De acordo com a análise da MetSul Meteorologia, tudo começou com a atuação de um profundo centro de baixa pressão que cruzava o Norte do Rio Grande do Sul na tarde de sexta-feira, dando origem a um ciclone extratropical — processo conhecido como ciclogênese. A pressão atmosférica na região estava excepcionalmente baixa, ao redor de 1000 hPa ou menos, o que favoreceu o desenvolvimento de tempestades organizadas.
Como costuma ocorrer em episódios de ciclones mais intensos, uma linha de instabilidade se formou desde o início da tarde de sexta entre o Noroeste e o Norte gaúcho, avançando rapidamente por Santa Catarina e alcançando o Paraná no final do dia.
Essas condições criaram um ambiente propício para ventos violentos, granizo e tornados.

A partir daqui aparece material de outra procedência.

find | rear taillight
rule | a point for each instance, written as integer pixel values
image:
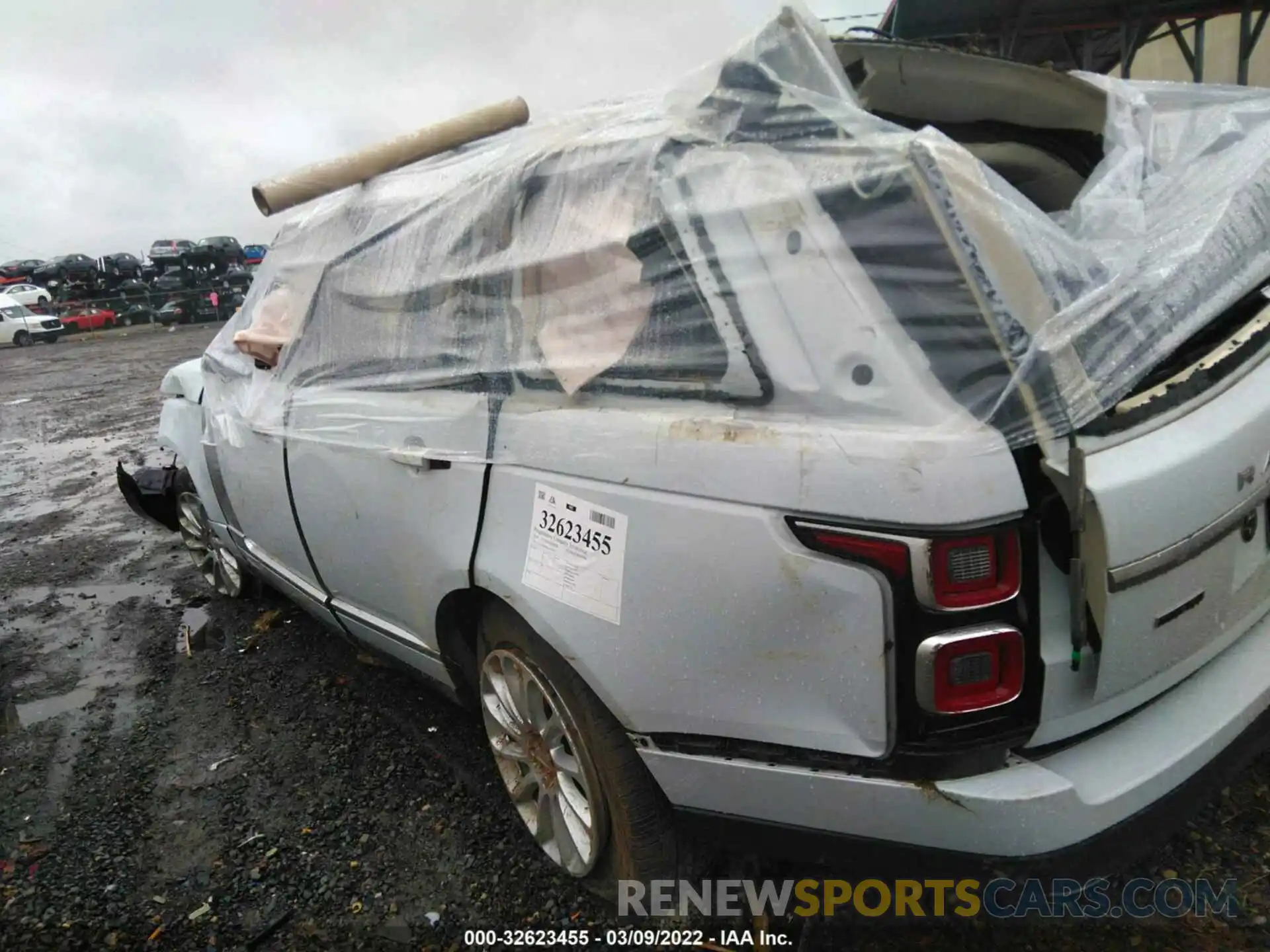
(976, 571)
(887, 554)
(948, 574)
(972, 669)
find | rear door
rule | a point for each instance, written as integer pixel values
(247, 466)
(388, 444)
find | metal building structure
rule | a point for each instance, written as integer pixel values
(1076, 34)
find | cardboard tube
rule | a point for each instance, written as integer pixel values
(316, 180)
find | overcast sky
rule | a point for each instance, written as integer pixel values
(130, 121)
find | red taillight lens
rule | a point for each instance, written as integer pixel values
(969, 670)
(887, 554)
(976, 571)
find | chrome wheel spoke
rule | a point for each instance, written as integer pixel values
(524, 787)
(539, 753)
(509, 749)
(499, 706)
(573, 797)
(572, 834)
(545, 832)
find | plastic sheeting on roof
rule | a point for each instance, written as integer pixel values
(755, 247)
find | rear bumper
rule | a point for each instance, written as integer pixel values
(1087, 808)
(151, 494)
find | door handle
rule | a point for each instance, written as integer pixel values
(417, 459)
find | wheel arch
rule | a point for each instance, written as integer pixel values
(458, 619)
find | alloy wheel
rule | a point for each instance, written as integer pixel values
(215, 563)
(544, 762)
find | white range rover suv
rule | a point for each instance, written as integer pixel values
(872, 447)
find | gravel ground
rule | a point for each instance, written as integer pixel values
(300, 778)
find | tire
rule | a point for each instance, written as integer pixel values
(634, 829)
(222, 569)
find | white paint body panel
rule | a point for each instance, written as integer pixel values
(1023, 810)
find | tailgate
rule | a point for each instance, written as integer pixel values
(1175, 542)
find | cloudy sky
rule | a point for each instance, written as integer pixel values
(130, 121)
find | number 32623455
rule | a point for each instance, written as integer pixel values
(577, 534)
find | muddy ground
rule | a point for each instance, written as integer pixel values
(295, 781)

As correntes de jato em baixos níveis — corredores de vento quente e seco que se originam na Bolívia e atingem o Sul do Brasil — estavam especialmente intensas sobre o Noroeste gaúcho, o Oeste catarinense e o Paraná, favorecendo o cisalhamento do vento, um dos ingredientes fundamentais para a formação de tornados.
As supercélulas são conhecidas por sua corrente ascendente rotativa, o mesociclone, que pode gerar tornados violentos como o observado na cidade paranaense. O tornado de Rio Bonito, com intensidade EF-4, entra para a história como o mais grave do Paraná desde o de Palmas, em 1959, e o mais letal do Brasil desde o de Antônio Prado, em 2003.
Apesar da destruição, o espírito da cidade permanece inabalável. Entre ruínas e entulhos, crianças brincam, voluntários distribuem refeições e vizinhos se ajudam mutuamente. “O vento levou tudo, menos a vontade de viver”, resume um morador.